A doutora e pesquisadora em inteligência artificial Dora Kaufman, professora na PUC de São Paulo. Foto: Taba Benedicto/ Estadão

“Nos últimos anos, a gente teve uma aceleração, mais que um crescimento, porque surgiu uma nova classe de algoritmos na área de inteligência artificial, que se chama IA generativa (que usa o aprendizado da máquina na criação de conteúdos, como textos, imagens, músicas ou vídeos)”, afirma Ney Lemke, responsável pela Coordenadoria de Tecnologia da Informação (CTInf) da Universidade Estadual Paulista (Unesp) e docente no Instituto de Biociências da universidade.

Até então, essas interfaces já eram usadas, mas ainda era uma questão muito restrita a algumas comunidades. No entanto, após esses avanços, têm surgido muitas oportunidades para o uso delas em basicamente quase todas as áreas.

As Ciências Naturais envolvem áreas que trabalham com fenômenos naturais. Por meio de estudos, os profissionais realizam intervenções a fim de obter modelos teóricos e práticos para compreender como essas coisas funcionam. “O tempo todo os profissionais trabalham com dados. E a utilização da IA pode ajudar a qualificar melhor os dados transformando-os em evidências e, assim, construir melhores modelos”, na avaliação da professora Paula Carolei, docente do curso de Tecnologia em Design Educacional (TEDE) da Universidade Federal de São Paulo (Unifesp).

Paula Carolei, professora do curso de Tecnologia em Design Educacional (TEDE) da Universidade Federal de São Paulo (Unifesp). Foto: Werther Santana/Estadão

“Precisamos trabalhar tanto com a qualidade de análise dos dados, e modelos construídos a partir deles, não sejam apenas uma previsão ou projeção, como acontecia com uma IA preditiva, mas essa nova IA, chamava de generativa, que não apenas prevê, mas cria, tanto visualização de modelos, como ajuda na ler mais textos e relacionar melhor as informações, criando novos conteúdos a partir dessas conexões”, afirma a professora Paula.

Segundo a docente da Unifesp, no entanto, para testar e avaliar melhor e mais rapidamente esses modelos, para poder ter propostas tecnológicas mais assertivas, mais criativas e autorais, é preciso entender que a IA deve ajudar a lidar com a complexidade da vida e não reduzir artificialmente os fenômenos.

“Eu tenho trabalhado com IA como apoio a autoria dos estudantes na aprendizagem e dos professores, nas suas ações de ensino. A aprendizagem de modelos é complexa e não deve ser simplificada, mas a IA pode ajudar a explicitar as relações entre os dados e variáveis, ajudando na compreensão tanto dos fenômenos naturais, como nas propostas tecnológicas de inovação. Mas a IA tem que ser usada de várias formas, questionando as respostas apresentadas e refinando os resultados, não apenas como perguntas e respostas diretas, simplistas e imediatas”, afirma a professora da Unifesp.

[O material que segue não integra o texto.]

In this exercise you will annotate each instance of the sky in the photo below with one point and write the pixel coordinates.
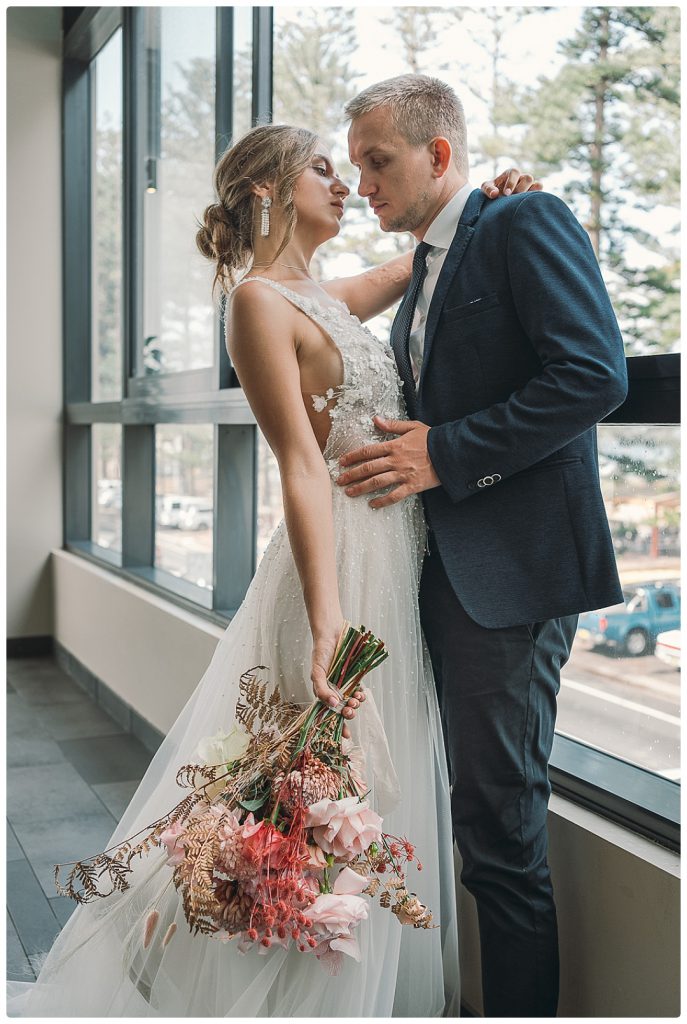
(530, 50)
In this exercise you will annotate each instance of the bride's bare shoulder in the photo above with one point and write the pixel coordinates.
(254, 307)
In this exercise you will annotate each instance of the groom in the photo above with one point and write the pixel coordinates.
(510, 354)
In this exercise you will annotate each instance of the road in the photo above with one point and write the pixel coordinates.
(627, 706)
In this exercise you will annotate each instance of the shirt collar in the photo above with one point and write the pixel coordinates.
(440, 232)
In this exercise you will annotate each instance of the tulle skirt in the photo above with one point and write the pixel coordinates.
(97, 966)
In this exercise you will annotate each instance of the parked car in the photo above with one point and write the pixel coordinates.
(669, 648)
(197, 517)
(632, 628)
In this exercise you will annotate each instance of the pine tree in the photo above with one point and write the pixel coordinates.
(607, 117)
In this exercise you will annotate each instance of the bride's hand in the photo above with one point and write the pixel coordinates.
(324, 646)
(510, 181)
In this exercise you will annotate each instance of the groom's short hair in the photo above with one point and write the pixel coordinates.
(421, 109)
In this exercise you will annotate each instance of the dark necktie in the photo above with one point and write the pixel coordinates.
(400, 329)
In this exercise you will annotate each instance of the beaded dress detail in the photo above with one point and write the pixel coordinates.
(98, 965)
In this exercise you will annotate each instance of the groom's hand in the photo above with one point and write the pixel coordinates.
(510, 181)
(402, 463)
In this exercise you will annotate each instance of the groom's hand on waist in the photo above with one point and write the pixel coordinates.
(402, 463)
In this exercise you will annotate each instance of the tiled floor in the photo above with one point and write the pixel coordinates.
(71, 772)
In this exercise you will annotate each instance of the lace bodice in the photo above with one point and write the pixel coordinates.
(371, 382)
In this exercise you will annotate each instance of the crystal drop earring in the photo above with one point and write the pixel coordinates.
(264, 220)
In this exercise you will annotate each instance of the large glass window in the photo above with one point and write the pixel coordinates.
(106, 477)
(242, 101)
(178, 312)
(270, 507)
(184, 499)
(106, 222)
(185, 453)
(620, 689)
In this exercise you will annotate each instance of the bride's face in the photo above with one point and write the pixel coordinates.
(318, 197)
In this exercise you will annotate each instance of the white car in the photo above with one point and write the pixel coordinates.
(669, 648)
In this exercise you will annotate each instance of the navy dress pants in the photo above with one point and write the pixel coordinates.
(497, 690)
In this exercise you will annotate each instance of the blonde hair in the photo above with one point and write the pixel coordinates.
(421, 109)
(275, 154)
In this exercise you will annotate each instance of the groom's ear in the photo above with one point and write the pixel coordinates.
(441, 155)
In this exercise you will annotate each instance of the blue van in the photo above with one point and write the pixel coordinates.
(632, 628)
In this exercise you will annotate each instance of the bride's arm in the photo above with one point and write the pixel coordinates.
(374, 291)
(263, 349)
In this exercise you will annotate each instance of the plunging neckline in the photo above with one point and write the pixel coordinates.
(336, 303)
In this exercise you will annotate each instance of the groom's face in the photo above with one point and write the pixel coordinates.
(395, 177)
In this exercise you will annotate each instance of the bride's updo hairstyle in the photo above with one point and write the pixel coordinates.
(268, 154)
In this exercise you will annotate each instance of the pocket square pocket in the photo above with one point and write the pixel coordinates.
(474, 306)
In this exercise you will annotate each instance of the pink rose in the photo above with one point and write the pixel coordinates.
(335, 914)
(344, 827)
(316, 857)
(173, 842)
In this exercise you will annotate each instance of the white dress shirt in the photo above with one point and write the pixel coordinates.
(439, 236)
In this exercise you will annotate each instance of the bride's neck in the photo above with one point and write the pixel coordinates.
(294, 260)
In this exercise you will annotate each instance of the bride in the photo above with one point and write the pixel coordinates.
(314, 377)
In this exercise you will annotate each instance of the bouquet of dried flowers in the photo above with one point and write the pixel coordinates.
(280, 808)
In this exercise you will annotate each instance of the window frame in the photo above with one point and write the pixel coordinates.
(636, 798)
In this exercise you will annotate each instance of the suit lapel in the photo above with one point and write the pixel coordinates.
(464, 232)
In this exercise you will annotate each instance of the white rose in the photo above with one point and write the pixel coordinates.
(223, 747)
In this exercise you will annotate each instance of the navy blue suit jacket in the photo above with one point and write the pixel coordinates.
(523, 356)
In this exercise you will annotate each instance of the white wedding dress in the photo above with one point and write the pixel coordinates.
(97, 966)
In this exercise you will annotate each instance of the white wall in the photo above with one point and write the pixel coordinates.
(617, 894)
(34, 315)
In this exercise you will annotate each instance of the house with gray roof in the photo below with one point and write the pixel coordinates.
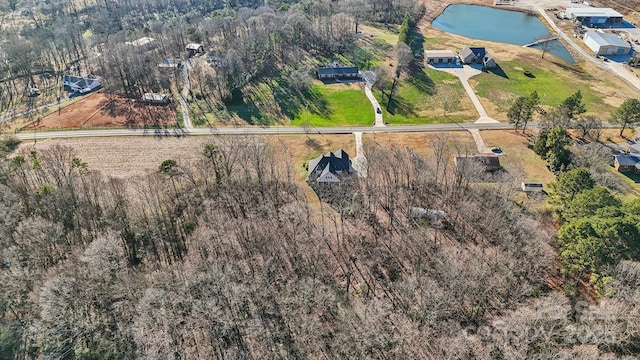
(82, 85)
(336, 70)
(330, 167)
(476, 55)
(626, 162)
(606, 44)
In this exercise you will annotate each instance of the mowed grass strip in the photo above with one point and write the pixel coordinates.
(553, 86)
(345, 105)
(428, 97)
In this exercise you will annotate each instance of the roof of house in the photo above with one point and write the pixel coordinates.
(489, 161)
(592, 12)
(338, 70)
(478, 52)
(627, 159)
(604, 39)
(139, 42)
(439, 53)
(154, 97)
(338, 161)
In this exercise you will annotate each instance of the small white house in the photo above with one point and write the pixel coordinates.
(440, 57)
(606, 44)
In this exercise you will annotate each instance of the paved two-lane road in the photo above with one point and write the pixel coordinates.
(257, 131)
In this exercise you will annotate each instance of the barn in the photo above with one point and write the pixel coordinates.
(606, 44)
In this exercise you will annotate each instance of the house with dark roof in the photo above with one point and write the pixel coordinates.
(82, 85)
(336, 70)
(626, 162)
(486, 162)
(330, 167)
(476, 55)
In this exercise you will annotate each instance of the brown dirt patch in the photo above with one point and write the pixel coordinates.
(104, 110)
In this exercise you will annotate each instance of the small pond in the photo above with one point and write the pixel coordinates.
(486, 23)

Para Dora, com a disseminação da IA, torna-se cada vez mais fundamental que as faculdades comecem a preparar os profissionais para o uso da tecnologia. “Não somente nas áreas de Ciências Naturais, mas igualmente nas Ciências Sociais e Humanas. A estrutura de ensino das universidades, não só no Brasil, mas no mundo inteiro, reflete a lógica compartimentalizada da economia industrial, no século XXI a inteligência artificial é estratégica para qualquer atividade em qualquer setor econômico ou de conhecimento”, afirma a docente.

Dentro da PUC SP, além de congressos que buscam incentivar professores e alunos para o desenvolvimento de projetos de IA, como a quinta edição do Congresso de IA PUC SP e PUC Campinas que aconteceu em 6 e 7 de novembro, também são organizados cursos para capacitar professores e funcionários. “É um longo processo, não é algo trivial, demanda tempo inclusive para efetivar mudanças culturais dado que o funcionamento dos sistemas de IA são bem diferentes dos sistemas programados. A primeira etapa é vencer a resistência, em parte advinda do medo de perder o emprego, de ser substituído pela automação, ou simplesmente de não conseguir acompanhar a velocidade das inovações”, afirma ela.

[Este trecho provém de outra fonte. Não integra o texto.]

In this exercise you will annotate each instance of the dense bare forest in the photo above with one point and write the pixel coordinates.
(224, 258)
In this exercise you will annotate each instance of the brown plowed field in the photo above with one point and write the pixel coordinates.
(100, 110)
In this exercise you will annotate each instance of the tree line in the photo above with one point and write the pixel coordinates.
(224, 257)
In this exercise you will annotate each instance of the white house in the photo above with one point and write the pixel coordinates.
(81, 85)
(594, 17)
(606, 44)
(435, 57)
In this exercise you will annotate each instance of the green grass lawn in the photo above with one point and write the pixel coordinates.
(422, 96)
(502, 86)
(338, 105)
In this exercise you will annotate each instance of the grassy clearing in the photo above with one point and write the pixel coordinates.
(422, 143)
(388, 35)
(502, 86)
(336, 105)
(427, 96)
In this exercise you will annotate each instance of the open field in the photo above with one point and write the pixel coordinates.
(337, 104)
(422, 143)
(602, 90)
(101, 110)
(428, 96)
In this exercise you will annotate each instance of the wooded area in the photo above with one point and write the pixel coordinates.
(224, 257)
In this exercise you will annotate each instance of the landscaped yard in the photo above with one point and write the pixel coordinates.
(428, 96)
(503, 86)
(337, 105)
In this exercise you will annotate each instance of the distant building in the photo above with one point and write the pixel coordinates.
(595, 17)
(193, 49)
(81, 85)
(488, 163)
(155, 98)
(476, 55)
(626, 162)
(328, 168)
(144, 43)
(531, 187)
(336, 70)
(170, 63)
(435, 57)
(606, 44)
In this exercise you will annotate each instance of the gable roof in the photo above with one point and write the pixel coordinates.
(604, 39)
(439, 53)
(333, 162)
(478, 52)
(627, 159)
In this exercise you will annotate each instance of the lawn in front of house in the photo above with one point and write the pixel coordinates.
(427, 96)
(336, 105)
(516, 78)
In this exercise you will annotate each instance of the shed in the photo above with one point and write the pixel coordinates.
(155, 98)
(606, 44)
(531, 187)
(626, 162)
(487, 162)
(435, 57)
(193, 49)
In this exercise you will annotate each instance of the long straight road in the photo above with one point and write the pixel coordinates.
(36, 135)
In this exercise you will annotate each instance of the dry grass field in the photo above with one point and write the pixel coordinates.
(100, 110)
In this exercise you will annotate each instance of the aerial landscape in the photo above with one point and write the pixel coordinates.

Conforme Paula, apesar de não ter nenhuma diretriz mais concreta e fechada sobre como aplicar a IA nas disciplinas nas áreas de Ciências Naturais, os professores estão pesquisando sobre a IA e como fazer uso da tecnologia, explorando o potencial dessas interfaces.

“Estamos preocupados com essa tecnologia que já invadiu todas as áreas, e faz parte do papel da universidade, incorporar emergências sociais. Nesse movimento, não dá para definir regras a priori e sim construir regulamentações e propostas a partir de mais pesquisa, cursos e discussões. Eu mesmo tenho feito cursos para alunos e professores, nos quais compartilhamos experiências e desafios”, acrescenta a professora da Unifesp.

Ela defende que é fundamental preparar o aluno para ele entender que a IA pode ser uma grande aliada, mas não pode assumir o seu papel dentro do estudo. “Precisamos desenvolver metodologias para ajudar o aluno a ser mais pesquisador e menos decorador e reprodutor de conteúdo. Essa mudança metodológica é possível fazer sem precisar alterar diretrizes curriculares”, pondera Paula.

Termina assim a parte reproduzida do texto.